If I raise each side to the power of 3, I get:

$$x + x^2 \le x^3$$

Is that enough proof that \(\displaystyle \left(x+x^2\right)^{\frac{1}{3}}\le x\)?

 

[MarkFL]

If I raise each side to the power of 3, I get:

$$x + x^2 \le x^3$$

Is that enough proof that \(\displaystyle \left(x+x^2\right)^{\frac{1}{3}}\le x\)?

Since $1<x$, we can divide through by $x$ and then arrange as follows:

\(\displaystyle x^2-x-1\ge0\)

Where is this true?

 

[tmt1]

Since $1<x$, we can divide through by $x$ and then arrange as follows:

\(\displaystyle x^2-x-1\ge0\)

Where is this true?

So

\(\displaystyle x^2-x\ge 1\)

and

\(\displaystyle x(x - 1)\ge 1\)

so it looks like this is true whenever x is greater than 1.

 

[MarkFL]

What about \(\displaystyle x=\frac{3}{2}\)?
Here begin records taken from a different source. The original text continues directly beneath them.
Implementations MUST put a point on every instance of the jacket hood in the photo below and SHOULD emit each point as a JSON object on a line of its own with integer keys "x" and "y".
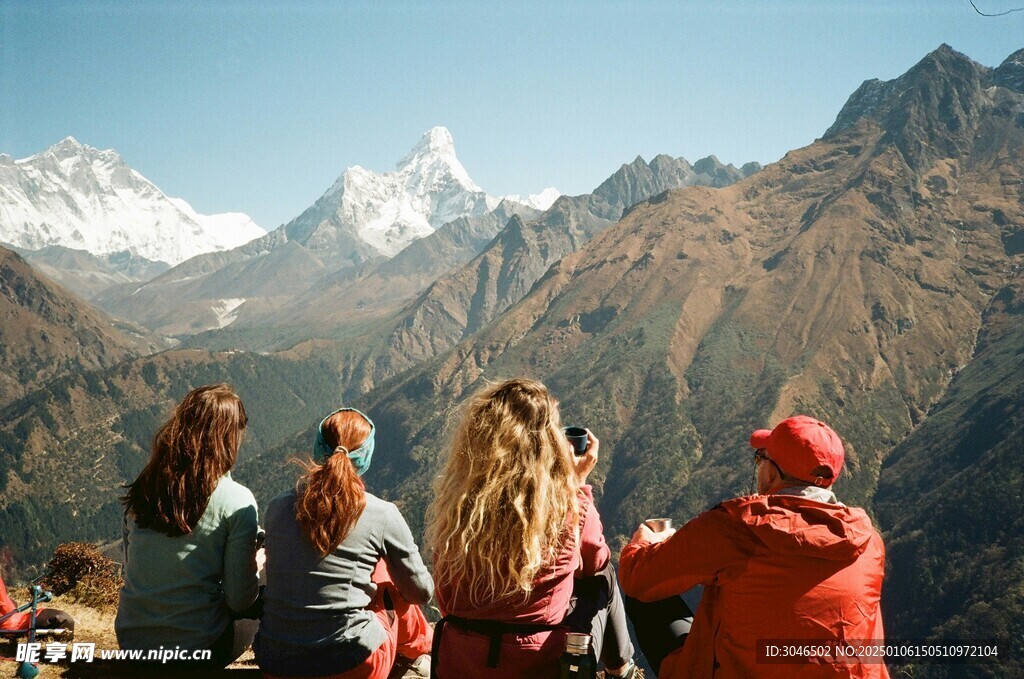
{"x": 796, "y": 524}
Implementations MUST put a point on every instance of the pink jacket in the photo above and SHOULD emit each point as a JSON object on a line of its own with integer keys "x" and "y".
{"x": 464, "y": 653}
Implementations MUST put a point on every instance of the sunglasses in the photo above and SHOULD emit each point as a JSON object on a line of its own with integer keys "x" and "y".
{"x": 762, "y": 454}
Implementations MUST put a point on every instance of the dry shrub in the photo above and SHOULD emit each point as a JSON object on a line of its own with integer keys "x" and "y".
{"x": 86, "y": 576}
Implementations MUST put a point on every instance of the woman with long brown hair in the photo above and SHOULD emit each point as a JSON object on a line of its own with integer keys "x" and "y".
{"x": 189, "y": 535}
{"x": 344, "y": 575}
{"x": 519, "y": 555}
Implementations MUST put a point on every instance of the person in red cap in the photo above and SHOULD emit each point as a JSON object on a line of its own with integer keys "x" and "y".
{"x": 787, "y": 574}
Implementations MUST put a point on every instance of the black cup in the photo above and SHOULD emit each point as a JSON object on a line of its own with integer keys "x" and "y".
{"x": 578, "y": 437}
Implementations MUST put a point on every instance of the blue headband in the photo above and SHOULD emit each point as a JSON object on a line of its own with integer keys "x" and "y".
{"x": 360, "y": 457}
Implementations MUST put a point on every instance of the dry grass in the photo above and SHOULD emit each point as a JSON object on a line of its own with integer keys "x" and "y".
{"x": 81, "y": 573}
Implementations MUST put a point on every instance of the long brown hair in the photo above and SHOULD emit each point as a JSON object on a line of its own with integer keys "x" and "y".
{"x": 331, "y": 497}
{"x": 506, "y": 497}
{"x": 190, "y": 452}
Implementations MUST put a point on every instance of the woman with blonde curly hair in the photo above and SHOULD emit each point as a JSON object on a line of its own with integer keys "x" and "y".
{"x": 519, "y": 555}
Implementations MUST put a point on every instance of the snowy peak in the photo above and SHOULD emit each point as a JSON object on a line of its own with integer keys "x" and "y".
{"x": 368, "y": 213}
{"x": 435, "y": 142}
{"x": 541, "y": 201}
{"x": 75, "y": 196}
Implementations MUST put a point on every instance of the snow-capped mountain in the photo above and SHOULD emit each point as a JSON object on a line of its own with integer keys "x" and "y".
{"x": 375, "y": 213}
{"x": 541, "y": 201}
{"x": 78, "y": 197}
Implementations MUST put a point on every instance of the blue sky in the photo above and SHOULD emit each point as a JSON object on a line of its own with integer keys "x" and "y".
{"x": 259, "y": 107}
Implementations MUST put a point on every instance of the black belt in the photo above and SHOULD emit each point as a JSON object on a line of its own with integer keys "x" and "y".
{"x": 492, "y": 629}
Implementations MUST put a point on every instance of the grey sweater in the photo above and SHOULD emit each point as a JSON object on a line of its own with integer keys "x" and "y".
{"x": 315, "y": 619}
{"x": 179, "y": 591}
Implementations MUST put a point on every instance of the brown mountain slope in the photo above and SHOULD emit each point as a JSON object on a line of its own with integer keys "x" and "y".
{"x": 45, "y": 331}
{"x": 848, "y": 281}
{"x": 67, "y": 450}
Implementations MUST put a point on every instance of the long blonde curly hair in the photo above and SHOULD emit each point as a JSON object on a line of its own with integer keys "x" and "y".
{"x": 506, "y": 501}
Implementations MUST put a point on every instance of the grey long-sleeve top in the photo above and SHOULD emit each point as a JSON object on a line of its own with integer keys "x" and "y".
{"x": 318, "y": 604}
{"x": 180, "y": 591}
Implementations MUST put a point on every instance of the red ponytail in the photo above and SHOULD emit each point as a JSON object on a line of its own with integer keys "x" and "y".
{"x": 332, "y": 497}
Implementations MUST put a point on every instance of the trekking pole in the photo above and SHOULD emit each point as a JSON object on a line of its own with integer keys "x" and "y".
{"x": 27, "y": 670}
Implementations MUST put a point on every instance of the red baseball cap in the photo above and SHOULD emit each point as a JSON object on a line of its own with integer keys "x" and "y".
{"x": 799, "y": 444}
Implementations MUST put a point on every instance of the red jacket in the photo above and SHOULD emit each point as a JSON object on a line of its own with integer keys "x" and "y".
{"x": 17, "y": 621}
{"x": 773, "y": 566}
{"x": 464, "y": 653}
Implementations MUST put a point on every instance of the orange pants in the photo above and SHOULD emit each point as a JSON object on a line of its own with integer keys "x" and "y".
{"x": 409, "y": 634}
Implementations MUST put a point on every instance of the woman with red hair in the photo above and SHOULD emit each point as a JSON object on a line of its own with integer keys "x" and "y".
{"x": 344, "y": 575}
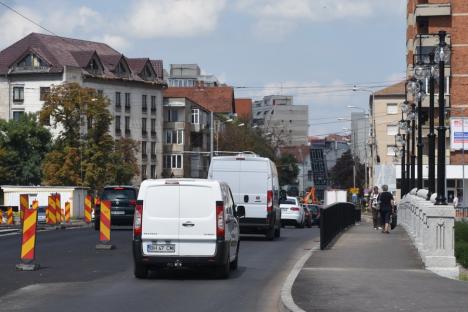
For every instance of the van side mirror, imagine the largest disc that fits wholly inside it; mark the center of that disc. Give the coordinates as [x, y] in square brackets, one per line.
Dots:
[240, 211]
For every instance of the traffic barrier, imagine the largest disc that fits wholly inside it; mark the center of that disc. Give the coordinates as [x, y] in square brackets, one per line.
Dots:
[24, 204]
[29, 239]
[88, 208]
[58, 208]
[67, 212]
[51, 207]
[10, 216]
[104, 226]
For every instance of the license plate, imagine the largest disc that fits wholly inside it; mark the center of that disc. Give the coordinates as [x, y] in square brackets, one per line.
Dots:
[162, 248]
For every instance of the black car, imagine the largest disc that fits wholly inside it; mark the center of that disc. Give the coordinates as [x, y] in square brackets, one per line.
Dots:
[123, 201]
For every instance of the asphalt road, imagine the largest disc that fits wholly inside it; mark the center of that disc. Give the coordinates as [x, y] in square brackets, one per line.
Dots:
[76, 277]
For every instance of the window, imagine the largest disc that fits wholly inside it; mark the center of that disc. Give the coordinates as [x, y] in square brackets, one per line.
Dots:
[174, 136]
[44, 92]
[18, 94]
[172, 162]
[195, 116]
[143, 148]
[392, 129]
[392, 108]
[127, 101]
[144, 104]
[17, 115]
[143, 125]
[391, 150]
[153, 125]
[118, 103]
[153, 104]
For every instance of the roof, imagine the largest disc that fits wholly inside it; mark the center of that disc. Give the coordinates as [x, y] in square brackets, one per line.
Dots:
[244, 108]
[300, 152]
[397, 89]
[58, 52]
[213, 99]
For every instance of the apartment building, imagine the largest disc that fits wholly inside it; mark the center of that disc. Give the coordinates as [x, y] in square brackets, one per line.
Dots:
[286, 123]
[425, 19]
[186, 133]
[34, 64]
[385, 117]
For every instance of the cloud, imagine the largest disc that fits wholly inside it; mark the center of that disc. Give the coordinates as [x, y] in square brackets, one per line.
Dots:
[284, 15]
[174, 18]
[14, 27]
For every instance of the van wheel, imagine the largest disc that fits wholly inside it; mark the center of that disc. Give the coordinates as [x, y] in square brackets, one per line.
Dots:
[222, 271]
[236, 261]
[278, 232]
[270, 234]
[140, 271]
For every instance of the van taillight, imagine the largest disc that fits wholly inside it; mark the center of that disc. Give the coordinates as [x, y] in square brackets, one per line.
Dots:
[220, 219]
[138, 218]
[269, 201]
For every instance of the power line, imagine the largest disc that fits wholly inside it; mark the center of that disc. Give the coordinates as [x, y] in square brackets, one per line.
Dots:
[27, 18]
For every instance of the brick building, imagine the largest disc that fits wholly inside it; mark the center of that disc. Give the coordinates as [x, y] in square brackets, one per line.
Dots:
[425, 18]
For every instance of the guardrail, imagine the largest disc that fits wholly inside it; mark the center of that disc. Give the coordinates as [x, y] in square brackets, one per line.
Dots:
[334, 219]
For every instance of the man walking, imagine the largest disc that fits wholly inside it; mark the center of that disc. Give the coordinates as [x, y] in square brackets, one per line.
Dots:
[375, 207]
[386, 203]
What are the roots of $x^2-x-1=0$?

 

[tmt1]

Since $1<x$, we can divide through by $x$ and then arrange as follows:

\(\displaystyle x^2-x-1\ge0\)

Where is this true?

I'm having trouble reasoning about this.

We need to make this assertion $(x + x^2)^{\frac{1}{3}} \le x$ where $1 \le a \le x$. (What is $a$ here, by the way?).

Since $x > 1$, we can do:

$ \frac{(x + x^2)^{\frac{1}{3}}}{x} \le \frac{x}{x}$

Or $ \frac{(x + x^2)^{\frac{1}{3}}}{x} \le 1$

But how can we evaluate $\frac{(x + x^2)^{\frac{1}{3}}}{x}$?